1…ラックシャフト、4…歯部、5…ラック歯、11…ブランク、12…第1軸部、13…第2軸部、14…被加工部、15…軸端部、21…製造装置、31…第1把持部、31a…第1内周面、32…第2把持部、32a…第2内周面、33…歯鍛造部、41…下側把持溝、51…第1上側把持溝、61…第2上側把持溝、43,44,52,62…突条、72…歯型、81〜84…凹凸部、L1,L2…軸長。

Claims (4)

  1. 棒状のブランクの第1軸部と接触する筒状の第1内周面を有する第1把持部と、
    前記ブランクの第2軸部と接触する筒状の第2内周面を有する第2把持部と、
    前記ブランクの前記第1軸部と前記第2軸部との間に設けられた被加工部に軸方向に並んだ複数のラック歯を成形する歯鍛造部とを備え、
    前記歯鍛造部は、前記第1把持部により前記第1軸部を把持するとともに前記第2把持部により前記第2軸部を把持した状態で、前記被加工部に前記各ラック歯を成形するラックシャフトの製造装置において、
    前記第1及び第2内周面の少なくとも一方には、周方向に延びる突条を含み、前記ブランクを構成する材料が流動する際の摩擦抵抗を増加させる摩擦増加構造が設けられたことを特徴とするラックシャフトの製造装置。

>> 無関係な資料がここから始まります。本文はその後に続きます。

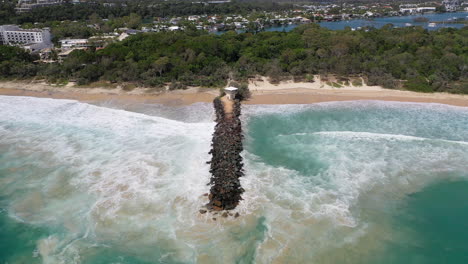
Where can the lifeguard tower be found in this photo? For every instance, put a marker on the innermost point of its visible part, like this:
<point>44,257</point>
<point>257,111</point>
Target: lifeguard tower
<point>230,92</point>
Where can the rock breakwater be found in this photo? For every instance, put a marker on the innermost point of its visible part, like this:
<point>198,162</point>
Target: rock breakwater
<point>226,162</point>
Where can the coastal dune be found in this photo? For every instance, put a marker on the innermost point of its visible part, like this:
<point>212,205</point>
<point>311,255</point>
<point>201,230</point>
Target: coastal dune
<point>263,92</point>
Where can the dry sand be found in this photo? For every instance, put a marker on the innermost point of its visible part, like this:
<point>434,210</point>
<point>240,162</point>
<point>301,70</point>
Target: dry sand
<point>263,92</point>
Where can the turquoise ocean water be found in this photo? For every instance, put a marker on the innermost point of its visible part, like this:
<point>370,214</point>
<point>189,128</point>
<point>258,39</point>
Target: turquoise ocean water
<point>342,182</point>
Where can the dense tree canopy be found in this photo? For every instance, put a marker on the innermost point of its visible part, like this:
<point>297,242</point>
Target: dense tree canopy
<point>427,60</point>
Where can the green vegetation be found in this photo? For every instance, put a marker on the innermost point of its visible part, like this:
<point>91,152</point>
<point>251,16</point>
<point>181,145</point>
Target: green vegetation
<point>428,60</point>
<point>118,9</point>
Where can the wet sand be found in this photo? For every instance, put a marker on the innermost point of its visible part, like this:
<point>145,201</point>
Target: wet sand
<point>262,93</point>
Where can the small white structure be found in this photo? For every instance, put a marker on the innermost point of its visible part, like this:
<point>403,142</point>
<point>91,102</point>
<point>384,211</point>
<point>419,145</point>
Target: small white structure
<point>231,92</point>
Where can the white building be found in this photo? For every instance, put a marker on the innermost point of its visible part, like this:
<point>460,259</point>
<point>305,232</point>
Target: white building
<point>13,35</point>
<point>231,92</point>
<point>74,43</point>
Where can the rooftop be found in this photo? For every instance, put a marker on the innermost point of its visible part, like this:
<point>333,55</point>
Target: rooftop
<point>230,88</point>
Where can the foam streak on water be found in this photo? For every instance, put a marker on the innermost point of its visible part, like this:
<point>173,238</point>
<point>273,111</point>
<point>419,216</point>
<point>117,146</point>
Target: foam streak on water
<point>324,183</point>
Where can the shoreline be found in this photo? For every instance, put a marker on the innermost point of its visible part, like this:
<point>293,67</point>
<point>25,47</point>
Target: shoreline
<point>262,91</point>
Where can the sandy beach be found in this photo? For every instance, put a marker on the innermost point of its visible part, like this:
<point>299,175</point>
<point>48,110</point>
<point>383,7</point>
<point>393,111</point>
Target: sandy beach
<point>263,92</point>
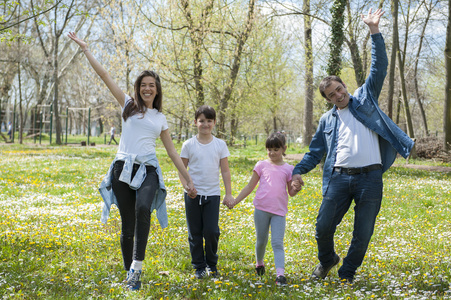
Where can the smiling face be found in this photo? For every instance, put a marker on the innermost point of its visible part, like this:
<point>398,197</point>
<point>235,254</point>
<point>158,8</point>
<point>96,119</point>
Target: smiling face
<point>275,155</point>
<point>337,94</point>
<point>148,90</point>
<point>204,126</point>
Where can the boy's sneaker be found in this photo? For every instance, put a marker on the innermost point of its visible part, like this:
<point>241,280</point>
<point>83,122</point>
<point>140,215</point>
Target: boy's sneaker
<point>132,282</point>
<point>200,273</point>
<point>321,272</point>
<point>281,280</point>
<point>260,270</point>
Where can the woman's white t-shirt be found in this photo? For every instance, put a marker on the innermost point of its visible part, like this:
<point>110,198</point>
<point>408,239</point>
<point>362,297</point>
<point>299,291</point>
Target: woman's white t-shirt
<point>139,132</point>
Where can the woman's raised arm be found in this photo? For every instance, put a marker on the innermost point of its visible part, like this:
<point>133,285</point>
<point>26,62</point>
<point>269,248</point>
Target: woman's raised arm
<point>100,70</point>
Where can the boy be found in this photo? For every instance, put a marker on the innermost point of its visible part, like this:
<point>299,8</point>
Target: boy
<point>205,154</point>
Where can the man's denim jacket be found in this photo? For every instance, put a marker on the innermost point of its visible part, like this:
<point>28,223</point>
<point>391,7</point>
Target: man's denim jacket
<point>364,107</point>
<point>109,198</point>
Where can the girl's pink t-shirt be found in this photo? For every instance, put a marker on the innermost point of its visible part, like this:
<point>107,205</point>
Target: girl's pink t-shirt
<point>271,195</point>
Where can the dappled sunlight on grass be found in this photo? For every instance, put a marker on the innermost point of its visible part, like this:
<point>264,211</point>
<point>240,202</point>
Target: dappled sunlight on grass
<point>53,246</point>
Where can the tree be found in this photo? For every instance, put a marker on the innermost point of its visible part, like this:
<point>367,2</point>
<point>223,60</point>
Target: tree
<point>337,37</point>
<point>308,48</point>
<point>447,111</point>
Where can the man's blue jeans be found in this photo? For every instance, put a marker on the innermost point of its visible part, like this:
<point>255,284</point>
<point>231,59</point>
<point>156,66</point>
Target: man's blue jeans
<point>366,191</point>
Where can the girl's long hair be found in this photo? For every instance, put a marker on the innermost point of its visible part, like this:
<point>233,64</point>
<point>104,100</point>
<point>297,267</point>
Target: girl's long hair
<point>138,105</point>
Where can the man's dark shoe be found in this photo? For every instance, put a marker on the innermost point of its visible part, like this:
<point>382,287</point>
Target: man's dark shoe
<point>281,280</point>
<point>213,272</point>
<point>320,272</point>
<point>200,273</point>
<point>346,280</point>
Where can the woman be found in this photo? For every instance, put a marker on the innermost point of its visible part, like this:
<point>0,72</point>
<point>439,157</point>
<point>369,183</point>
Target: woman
<point>134,181</point>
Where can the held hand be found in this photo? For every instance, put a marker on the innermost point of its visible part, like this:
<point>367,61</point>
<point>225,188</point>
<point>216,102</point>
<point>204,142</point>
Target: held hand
<point>190,189</point>
<point>79,41</point>
<point>228,201</point>
<point>372,19</point>
<point>296,182</point>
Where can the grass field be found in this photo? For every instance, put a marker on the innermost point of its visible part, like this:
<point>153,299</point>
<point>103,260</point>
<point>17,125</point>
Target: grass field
<point>53,246</point>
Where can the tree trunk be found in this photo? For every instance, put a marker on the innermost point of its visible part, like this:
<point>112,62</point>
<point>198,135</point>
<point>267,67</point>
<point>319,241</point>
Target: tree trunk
<point>447,112</point>
<point>415,74</point>
<point>227,94</point>
<point>391,72</point>
<point>308,104</point>
<point>337,37</point>
<point>404,98</point>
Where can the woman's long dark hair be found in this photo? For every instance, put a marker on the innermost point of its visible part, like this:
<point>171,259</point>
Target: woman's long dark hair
<point>139,106</point>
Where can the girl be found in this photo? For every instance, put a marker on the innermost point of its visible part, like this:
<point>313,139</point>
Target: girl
<point>134,181</point>
<point>271,203</point>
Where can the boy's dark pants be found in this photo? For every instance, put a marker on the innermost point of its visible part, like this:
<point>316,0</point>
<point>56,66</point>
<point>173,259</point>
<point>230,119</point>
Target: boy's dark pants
<point>202,217</point>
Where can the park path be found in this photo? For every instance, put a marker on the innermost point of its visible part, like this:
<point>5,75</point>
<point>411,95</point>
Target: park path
<point>298,157</point>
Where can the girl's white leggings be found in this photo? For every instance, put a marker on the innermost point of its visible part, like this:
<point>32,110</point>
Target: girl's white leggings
<point>263,220</point>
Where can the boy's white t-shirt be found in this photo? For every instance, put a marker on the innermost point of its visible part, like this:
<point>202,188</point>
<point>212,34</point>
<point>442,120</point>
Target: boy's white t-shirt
<point>204,164</point>
<point>358,146</point>
<point>140,133</point>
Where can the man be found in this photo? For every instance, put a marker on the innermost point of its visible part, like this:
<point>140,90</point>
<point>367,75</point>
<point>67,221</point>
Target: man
<point>360,143</point>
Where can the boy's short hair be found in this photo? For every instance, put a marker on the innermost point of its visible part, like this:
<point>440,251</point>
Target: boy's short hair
<point>208,111</point>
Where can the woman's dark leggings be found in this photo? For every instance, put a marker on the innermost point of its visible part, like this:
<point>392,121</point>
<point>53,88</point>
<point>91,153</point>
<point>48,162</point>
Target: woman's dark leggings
<point>134,207</point>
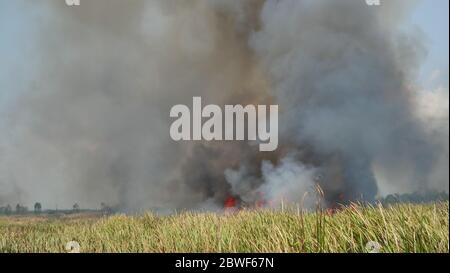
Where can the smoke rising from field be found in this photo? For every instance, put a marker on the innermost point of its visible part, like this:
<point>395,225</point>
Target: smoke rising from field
<point>91,122</point>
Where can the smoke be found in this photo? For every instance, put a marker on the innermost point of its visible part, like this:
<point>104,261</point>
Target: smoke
<point>90,121</point>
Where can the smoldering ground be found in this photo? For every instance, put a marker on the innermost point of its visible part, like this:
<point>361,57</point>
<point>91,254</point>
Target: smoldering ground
<point>89,121</point>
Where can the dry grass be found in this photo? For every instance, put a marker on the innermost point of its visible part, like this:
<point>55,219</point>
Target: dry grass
<point>402,228</point>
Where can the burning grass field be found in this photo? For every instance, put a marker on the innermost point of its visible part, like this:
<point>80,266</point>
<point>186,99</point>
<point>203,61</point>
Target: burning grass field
<point>400,228</point>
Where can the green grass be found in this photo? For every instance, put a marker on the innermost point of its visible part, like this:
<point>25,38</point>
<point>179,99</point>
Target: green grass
<point>401,228</point>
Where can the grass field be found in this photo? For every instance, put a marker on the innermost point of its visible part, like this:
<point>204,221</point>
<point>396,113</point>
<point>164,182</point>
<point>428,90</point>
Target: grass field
<point>401,228</point>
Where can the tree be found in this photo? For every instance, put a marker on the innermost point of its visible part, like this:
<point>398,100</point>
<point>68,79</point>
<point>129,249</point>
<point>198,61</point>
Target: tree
<point>37,208</point>
<point>8,209</point>
<point>76,207</point>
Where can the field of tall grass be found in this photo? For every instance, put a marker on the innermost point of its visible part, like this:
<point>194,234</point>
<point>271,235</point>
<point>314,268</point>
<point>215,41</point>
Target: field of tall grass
<point>400,228</point>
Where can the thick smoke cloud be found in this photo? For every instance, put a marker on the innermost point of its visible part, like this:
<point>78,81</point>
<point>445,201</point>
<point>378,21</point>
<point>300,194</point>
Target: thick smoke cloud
<point>92,122</point>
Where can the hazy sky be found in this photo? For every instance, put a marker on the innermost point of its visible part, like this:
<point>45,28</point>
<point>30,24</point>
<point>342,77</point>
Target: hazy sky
<point>17,35</point>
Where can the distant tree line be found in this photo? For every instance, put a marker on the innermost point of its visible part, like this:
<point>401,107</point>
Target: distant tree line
<point>415,198</point>
<point>38,209</point>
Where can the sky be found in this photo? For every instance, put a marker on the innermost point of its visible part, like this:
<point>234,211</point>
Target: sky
<point>16,39</point>
<point>432,17</point>
<point>18,34</point>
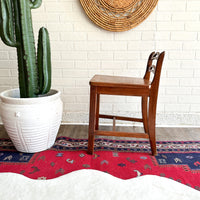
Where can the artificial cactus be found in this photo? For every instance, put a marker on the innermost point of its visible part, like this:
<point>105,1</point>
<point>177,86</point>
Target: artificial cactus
<point>16,31</point>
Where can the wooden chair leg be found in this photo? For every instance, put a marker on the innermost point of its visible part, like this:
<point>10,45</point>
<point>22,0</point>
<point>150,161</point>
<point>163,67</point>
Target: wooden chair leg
<point>152,124</point>
<point>93,103</point>
<point>97,112</point>
<point>145,113</point>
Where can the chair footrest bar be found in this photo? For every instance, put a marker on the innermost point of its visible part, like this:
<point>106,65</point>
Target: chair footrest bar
<point>121,134</point>
<point>121,118</point>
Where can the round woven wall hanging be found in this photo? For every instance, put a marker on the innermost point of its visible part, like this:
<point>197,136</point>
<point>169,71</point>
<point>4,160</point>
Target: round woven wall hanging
<point>118,15</point>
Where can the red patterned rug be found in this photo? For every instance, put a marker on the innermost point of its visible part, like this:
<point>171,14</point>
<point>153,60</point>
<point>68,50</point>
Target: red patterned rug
<point>179,161</point>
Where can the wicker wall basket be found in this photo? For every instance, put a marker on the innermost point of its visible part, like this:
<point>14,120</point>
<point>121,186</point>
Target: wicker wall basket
<point>118,15</point>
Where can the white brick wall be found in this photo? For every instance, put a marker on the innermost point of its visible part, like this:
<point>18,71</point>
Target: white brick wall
<point>81,49</point>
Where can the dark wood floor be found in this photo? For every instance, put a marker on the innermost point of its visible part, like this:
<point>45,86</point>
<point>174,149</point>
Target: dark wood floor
<point>163,134</point>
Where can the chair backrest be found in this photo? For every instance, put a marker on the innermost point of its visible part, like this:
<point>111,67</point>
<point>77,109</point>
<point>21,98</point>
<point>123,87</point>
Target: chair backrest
<point>154,66</point>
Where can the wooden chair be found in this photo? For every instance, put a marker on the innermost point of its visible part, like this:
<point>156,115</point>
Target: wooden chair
<point>128,86</point>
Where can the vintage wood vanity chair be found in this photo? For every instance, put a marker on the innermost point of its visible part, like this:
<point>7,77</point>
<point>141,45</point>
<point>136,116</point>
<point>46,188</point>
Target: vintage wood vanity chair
<point>128,86</point>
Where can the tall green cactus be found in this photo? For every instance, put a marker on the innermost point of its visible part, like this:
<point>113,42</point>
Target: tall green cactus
<point>16,31</point>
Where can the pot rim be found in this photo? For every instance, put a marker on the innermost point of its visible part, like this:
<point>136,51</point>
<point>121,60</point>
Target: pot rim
<point>12,96</point>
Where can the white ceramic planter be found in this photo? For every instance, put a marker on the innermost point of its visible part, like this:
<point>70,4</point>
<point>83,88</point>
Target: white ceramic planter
<point>31,123</point>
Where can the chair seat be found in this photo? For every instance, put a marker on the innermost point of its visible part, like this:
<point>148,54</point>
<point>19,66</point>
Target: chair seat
<point>119,81</point>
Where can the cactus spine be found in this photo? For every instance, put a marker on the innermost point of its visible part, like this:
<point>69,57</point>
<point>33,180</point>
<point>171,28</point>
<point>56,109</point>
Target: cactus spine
<point>16,31</point>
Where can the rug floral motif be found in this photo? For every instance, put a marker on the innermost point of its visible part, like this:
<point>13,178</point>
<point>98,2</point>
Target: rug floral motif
<point>177,160</point>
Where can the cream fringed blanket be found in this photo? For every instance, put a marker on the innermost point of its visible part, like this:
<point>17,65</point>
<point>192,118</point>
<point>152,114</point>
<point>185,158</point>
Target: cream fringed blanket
<point>93,185</point>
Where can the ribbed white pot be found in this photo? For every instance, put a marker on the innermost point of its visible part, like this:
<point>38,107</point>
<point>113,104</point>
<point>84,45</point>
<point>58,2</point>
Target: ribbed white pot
<point>31,123</point>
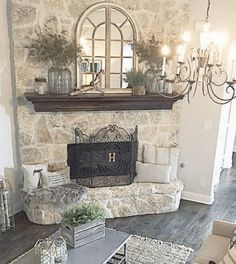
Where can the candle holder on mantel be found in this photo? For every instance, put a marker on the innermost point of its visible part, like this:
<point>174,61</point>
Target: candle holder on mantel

  2. 請求項1に記載のラックシャフトの製造装置において、
    前記第2内周面の軸長は、前記第1内周面の軸長よりも長いことを特徴とするラックシャフトの製造装置。
  3. 請求項1又は2に記載のラックシャフトの製造装置において、
    前記歯鍛造部における歯型との対向面は、軸方向に沿って平坦な形状に形成されたことを特徴とするラックシャフトの製造装置。
  4. 棒状のブランクの第1軸部と接触する筒状の第1内周面を有する第1把持部と、
    前記ブランクの第2軸部と接触する筒状の第2内周面を有する第2把持部と、
    前記ブランクの前記第1軸部と前記第2軸部との間に設けられた被加工部に軸方向に並んだ複数のラック歯を成形する歯鍛造部とを備え、
    前記第1及び第2内周面の少なくとも一方には、周方向に延びる突条を含み、前記ブランクを構成する材料が流動する際の摩擦抵抗を増加させる摩擦増加構造が設けられた製造装置を用い、
    前記第1把持部により前記第1軸部を把持するとともに前記第2把持部により前記第2軸部を把持した状態で、前記歯鍛造部が前記被加工部に前記各ラック歯を成形することを特徴とするラックシャフトの製造方法。